It mainly operates BBV hovercrafts, which have been used to rescue people, animals and vehicles from the mudflats of the Bristol Channel, but also has a small inshore rescue boat. The construction of its boathouse on the seafront in 1994 was the subject of a television programme and took just three days.
Burnham-on-Sea is on the shore of the Bristol Channel and has a long sandy beach, but nearby mudflats and sandbanks have claimed several lives over the years. At low tide, large parts of the area become mudflats up to 4 kilometres (2.5 mi) wide due to the tidal range of 15 metres (49 ft), second only to Bay of Fundy in Eastern Canada.
A lifeboat had been provided in the town from 1836, but this was withdrawn in 1930 leaving coverage for the area to the Weston-super-Mare lifeboat.
A charity appeal was established in 1992 by members of the local sailing community, to equip the town with its own inshore rescue boat. In June 1994, the boathouse was built in the space of three days by Anneka Rice and a team of builders for the BBC TV series Challenge Anneka.
The site and technical support was provided by Sedgemoor District Council.
In June 2002, a five-year-old holidaymaker, Lelaina Hall, was drowned on the mudflats at Berrow, north of the town.

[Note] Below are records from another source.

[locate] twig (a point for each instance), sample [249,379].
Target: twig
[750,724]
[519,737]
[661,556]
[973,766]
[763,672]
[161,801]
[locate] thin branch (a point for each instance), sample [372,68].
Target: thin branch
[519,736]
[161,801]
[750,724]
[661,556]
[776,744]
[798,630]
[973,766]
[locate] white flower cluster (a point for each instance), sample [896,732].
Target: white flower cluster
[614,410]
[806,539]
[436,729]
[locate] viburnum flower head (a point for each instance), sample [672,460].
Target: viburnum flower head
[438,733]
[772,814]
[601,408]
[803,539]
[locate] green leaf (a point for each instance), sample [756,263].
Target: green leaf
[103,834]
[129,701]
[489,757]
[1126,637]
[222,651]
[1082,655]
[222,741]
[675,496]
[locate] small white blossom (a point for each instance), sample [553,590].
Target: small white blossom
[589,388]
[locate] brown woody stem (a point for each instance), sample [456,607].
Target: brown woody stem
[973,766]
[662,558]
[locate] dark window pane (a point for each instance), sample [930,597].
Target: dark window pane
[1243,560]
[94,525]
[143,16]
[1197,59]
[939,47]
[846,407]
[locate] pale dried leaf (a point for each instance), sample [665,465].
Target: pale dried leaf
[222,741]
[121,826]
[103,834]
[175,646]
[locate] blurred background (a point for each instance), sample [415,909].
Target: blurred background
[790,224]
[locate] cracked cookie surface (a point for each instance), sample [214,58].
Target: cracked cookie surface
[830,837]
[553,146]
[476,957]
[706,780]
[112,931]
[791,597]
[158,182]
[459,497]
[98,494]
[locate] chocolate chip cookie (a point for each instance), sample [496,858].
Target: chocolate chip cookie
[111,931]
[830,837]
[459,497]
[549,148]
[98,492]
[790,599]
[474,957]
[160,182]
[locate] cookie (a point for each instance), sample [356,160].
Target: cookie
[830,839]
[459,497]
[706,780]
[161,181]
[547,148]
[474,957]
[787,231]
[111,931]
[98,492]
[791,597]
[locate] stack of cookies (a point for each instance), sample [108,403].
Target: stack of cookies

A new appeal was launched in association with the Association of Search and Rescue Hovercraft (since renamed Hovercraft Search and Rescue UK) and with the backing of the Western Daily Press. This raised £115,000 to buy a rescue hovercraft, which could operate on mud and in shallow water that was unapproachable for the inshore rescue boat. It arrived on 22 March 2003, and during its first year of operation up to 50 people were rescued.